Solution: Equivalent EMF $= 1.5 \, \text{V}$ (same EMF, parallel). Equivalent internal resistance $= 0.5/2 = 0.25 \, \Omega$ . Total resistance $= 2 + 0.25 = 2.25 \, \Omega$ . Current $I = 1.5/2.25 = 2/3 \, \text{A} \approx 0.67 \, \text{A}$ .

PYQ 3 (CBSE 2024)

State the principle of a potentiometer. Why is it preferred over a voltmeter for measuring EMF?

Solution: Principle: potential drop across a uniform wire is directly proportional to its length, when current flowing through it is constant. Preferred because at balance, no current flows through the cell being measured — so it gives true EMF, not terminal voltage. A voltmeter draws current and gives $V = E - Ir$ (less than EMF).

Difficulty Distribution

Easy (1-2 marks): Definitions, simple Ohm’s law, formula recall — ~30%
Medium (3 marks): Combinations of resistors, Kirchhoff applications — ~50%
Hard (5 marks): Wheatstone derivation, potentiometer applications, multi-cell circuits — ~20%

Expert Strategy

Strategy 1: Master the Wheatstone derivation cold. This is a recurring 3-5 mark question. Practice writing it in under 5 minutes with a clean diagram.

Strategy 2: Always draw the circuit before applying Kirchhoff. Mark currents with arrows, choose loop directions, and stick to them throughout the problem.

Strategy 3: For drift velocity numericals, the trick is unit conversion. $n$ is given in $/m^3$ , area in $m^2$ , but current and electron charge are in everyday units. Plug in carefully.

The “stretched wire” trick (PYQ 1 above) appears every alternate year. Memorise: stretching by factor $k$ multiplies resistance by $k^2$ . This single fact handles a 2-mark question in seconds.

Common Traps

Trap 1: Forgetting that internal resistance is in SERIES with external circuit. The total current is $I = E/(R + r)$ , not $E/R$ .

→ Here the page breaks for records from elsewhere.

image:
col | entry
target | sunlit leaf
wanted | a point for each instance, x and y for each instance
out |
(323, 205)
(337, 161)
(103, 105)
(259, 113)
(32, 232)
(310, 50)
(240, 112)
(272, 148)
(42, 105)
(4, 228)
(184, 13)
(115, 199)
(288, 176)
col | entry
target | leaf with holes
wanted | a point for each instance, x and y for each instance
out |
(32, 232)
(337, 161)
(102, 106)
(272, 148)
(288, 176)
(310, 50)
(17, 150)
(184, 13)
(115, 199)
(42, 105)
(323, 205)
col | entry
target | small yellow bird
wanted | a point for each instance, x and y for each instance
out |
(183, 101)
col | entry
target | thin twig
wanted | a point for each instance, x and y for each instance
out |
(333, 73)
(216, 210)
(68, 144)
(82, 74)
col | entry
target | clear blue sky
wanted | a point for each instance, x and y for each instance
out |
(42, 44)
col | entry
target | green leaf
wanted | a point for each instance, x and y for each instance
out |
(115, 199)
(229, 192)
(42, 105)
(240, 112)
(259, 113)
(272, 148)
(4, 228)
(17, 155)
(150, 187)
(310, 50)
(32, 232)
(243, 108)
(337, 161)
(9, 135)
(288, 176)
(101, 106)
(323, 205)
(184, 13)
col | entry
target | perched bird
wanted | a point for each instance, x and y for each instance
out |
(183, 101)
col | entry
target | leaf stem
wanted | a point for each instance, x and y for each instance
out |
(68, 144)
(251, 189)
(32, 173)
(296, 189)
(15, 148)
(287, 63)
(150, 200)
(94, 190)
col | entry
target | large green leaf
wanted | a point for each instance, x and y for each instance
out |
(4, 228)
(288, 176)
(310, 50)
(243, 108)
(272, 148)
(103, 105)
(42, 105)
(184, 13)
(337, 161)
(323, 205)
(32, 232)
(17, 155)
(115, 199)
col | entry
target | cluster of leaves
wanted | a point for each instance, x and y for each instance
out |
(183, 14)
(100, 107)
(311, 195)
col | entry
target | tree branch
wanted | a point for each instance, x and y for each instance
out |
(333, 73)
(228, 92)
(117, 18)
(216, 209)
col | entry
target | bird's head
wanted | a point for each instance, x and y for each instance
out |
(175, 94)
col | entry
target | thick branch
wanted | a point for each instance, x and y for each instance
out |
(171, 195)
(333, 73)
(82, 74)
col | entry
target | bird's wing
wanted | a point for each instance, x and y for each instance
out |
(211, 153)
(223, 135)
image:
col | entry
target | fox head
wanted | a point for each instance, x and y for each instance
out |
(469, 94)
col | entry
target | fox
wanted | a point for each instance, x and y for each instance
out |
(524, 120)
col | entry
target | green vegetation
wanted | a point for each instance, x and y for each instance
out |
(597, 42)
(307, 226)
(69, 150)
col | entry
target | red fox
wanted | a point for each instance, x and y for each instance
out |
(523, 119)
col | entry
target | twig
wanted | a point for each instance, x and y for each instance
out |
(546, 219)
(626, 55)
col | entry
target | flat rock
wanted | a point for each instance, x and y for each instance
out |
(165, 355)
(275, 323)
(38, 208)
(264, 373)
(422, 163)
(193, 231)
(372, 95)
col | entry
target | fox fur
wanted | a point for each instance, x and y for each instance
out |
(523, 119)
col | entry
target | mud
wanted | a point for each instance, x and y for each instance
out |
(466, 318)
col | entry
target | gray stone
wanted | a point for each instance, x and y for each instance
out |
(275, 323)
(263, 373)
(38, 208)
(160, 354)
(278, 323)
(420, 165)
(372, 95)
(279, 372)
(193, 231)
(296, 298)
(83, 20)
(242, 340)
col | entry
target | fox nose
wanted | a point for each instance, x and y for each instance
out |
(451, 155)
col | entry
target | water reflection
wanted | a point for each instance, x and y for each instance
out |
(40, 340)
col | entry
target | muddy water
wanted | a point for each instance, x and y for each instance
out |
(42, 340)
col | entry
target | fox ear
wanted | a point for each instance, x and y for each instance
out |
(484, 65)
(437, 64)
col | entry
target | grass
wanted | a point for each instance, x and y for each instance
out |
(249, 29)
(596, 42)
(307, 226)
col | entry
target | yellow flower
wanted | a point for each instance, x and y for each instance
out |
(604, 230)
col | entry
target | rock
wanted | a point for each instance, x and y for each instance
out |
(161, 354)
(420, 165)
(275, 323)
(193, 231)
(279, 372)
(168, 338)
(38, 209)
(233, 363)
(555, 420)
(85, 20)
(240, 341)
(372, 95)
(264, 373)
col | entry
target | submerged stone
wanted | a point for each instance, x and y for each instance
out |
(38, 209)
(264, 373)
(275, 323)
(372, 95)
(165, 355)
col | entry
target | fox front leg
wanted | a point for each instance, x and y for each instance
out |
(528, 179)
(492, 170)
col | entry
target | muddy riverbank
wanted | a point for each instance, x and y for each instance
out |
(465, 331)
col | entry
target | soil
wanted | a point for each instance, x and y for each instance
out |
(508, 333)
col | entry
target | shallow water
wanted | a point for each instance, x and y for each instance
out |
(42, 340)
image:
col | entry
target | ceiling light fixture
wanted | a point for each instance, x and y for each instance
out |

Trap 2: Computing parallel resistance as the sum. Always use $1/R_p = 1/R_1 + 1/R_2$ . For two resistors specifically: $R_p = R_1 R_2/(R_1 + R_2)$ .

Trap 3: Sign errors in Kirchhoff’s loop rule. Pick a direction (say clockwise) and stick to it; voltage drops are negative going through resistors in direction of assumed current.

Trap 4: Mixing up EMF and terminal voltage. EMF is the cell’s “natural” voltage with no current; terminal voltage drops when current flows due to internal resistance.

This chapter rewards consistent practice. Aim for 90%+ accuracy on numericals — they are pure plug-and-chug once the circuit is sketched cleanly.